Heightened Crowd Sentiment for Bitcoin at $79K Signals Likely Major Correction: Analysis
The expected rise of Bitcoin toward the $70,000 price mark has slowed, influenced by a surge in social media chatter.
According to data from Santiment, Bitcoin was on a promising trajectory but hit a roadblock after a spike in bullish sentiment from the crowd earlier this week. The sentiment-driven rally encountered resistance as market dynamics responded to the increased chatter about Bitcoin potentially reaching $70,000.
The data from Santiment indicates that social media mentions of Bitcoin in the $50K to $59K range have frequently correlated with market bottoms. Conversely, mentions in the $70K to $79K range have often coincided with market tops.

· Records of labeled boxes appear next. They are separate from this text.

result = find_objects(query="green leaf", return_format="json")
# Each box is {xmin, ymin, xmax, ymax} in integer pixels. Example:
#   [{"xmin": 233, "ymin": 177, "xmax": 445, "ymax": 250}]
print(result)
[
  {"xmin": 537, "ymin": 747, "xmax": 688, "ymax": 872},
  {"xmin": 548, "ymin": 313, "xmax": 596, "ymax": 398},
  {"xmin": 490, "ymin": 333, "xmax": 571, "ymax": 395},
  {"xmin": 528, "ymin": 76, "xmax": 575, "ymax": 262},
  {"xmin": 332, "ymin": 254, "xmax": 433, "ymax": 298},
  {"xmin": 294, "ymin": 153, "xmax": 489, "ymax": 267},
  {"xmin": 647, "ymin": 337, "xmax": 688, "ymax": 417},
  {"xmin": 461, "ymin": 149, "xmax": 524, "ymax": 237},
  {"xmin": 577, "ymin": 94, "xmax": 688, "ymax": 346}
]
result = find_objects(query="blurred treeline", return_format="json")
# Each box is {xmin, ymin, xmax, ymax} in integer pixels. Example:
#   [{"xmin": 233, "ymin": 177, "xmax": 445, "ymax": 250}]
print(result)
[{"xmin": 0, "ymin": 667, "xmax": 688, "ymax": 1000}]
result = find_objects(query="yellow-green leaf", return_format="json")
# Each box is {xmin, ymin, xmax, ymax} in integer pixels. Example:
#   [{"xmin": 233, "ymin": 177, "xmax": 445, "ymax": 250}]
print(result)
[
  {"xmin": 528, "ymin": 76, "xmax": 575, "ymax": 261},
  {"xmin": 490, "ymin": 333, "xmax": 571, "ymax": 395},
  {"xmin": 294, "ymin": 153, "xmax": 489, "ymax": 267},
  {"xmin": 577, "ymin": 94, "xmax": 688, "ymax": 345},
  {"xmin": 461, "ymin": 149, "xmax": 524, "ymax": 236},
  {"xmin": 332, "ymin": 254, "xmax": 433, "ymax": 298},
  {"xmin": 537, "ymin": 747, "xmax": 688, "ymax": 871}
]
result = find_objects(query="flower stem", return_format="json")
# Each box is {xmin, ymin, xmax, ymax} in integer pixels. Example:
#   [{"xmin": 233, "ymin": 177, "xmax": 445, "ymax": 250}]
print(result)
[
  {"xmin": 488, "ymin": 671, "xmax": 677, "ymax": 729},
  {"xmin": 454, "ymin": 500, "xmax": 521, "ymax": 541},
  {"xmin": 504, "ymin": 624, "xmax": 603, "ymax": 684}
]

These patterns suggest an inverse relationship between public sentiment and Bitcoin’s price movements. Notably, the rise in mentions predicting a $70K Bitcoin occurred as prices peaked above $67,000. Santiment warns that crowd-driven expectations may be at odds with actual price trends.
image from Santiment
Historical Bitcoin Price Moves and Market Behavior
Santiment’s data highlights the fluctuating nature of Bitcoin’s market behavior concerning social media activity. Mentions of Bitcoin prices in the $50K range tend to increase during periods of bearish sentiment, while mentions of the $70K range spike when optimism is high.
This relationship underscores the influence of crowd behavior, as the market often moves in the opposite direction of prevailing social media sentiment.
In late September, Bitcoin’s price surged above $67,000, triggering heightened bullish calls within the community. However, by mid-October, when Bitcoin tested the $60,000 level, it sparked renewed discussions about potential further price drops.
Now that Bitcoin is surging above $67K and teasing a run for higher levels, the crowd’s bullish sentiment is becoming overheated again, suggesting an impending correction.
Bitcoin’s Resilience Amid Political Neutrality
In a related development, BlackRock CEO Larry Fink recently stated that neither Donald Trump nor Kamala Harris would significantly impact Bitcoin’s long-term trajectory. He noted that Bitcoin has become an asset class of its own, akin to gold, and its uptrend would be independent of regulation or who the next U.S. president is.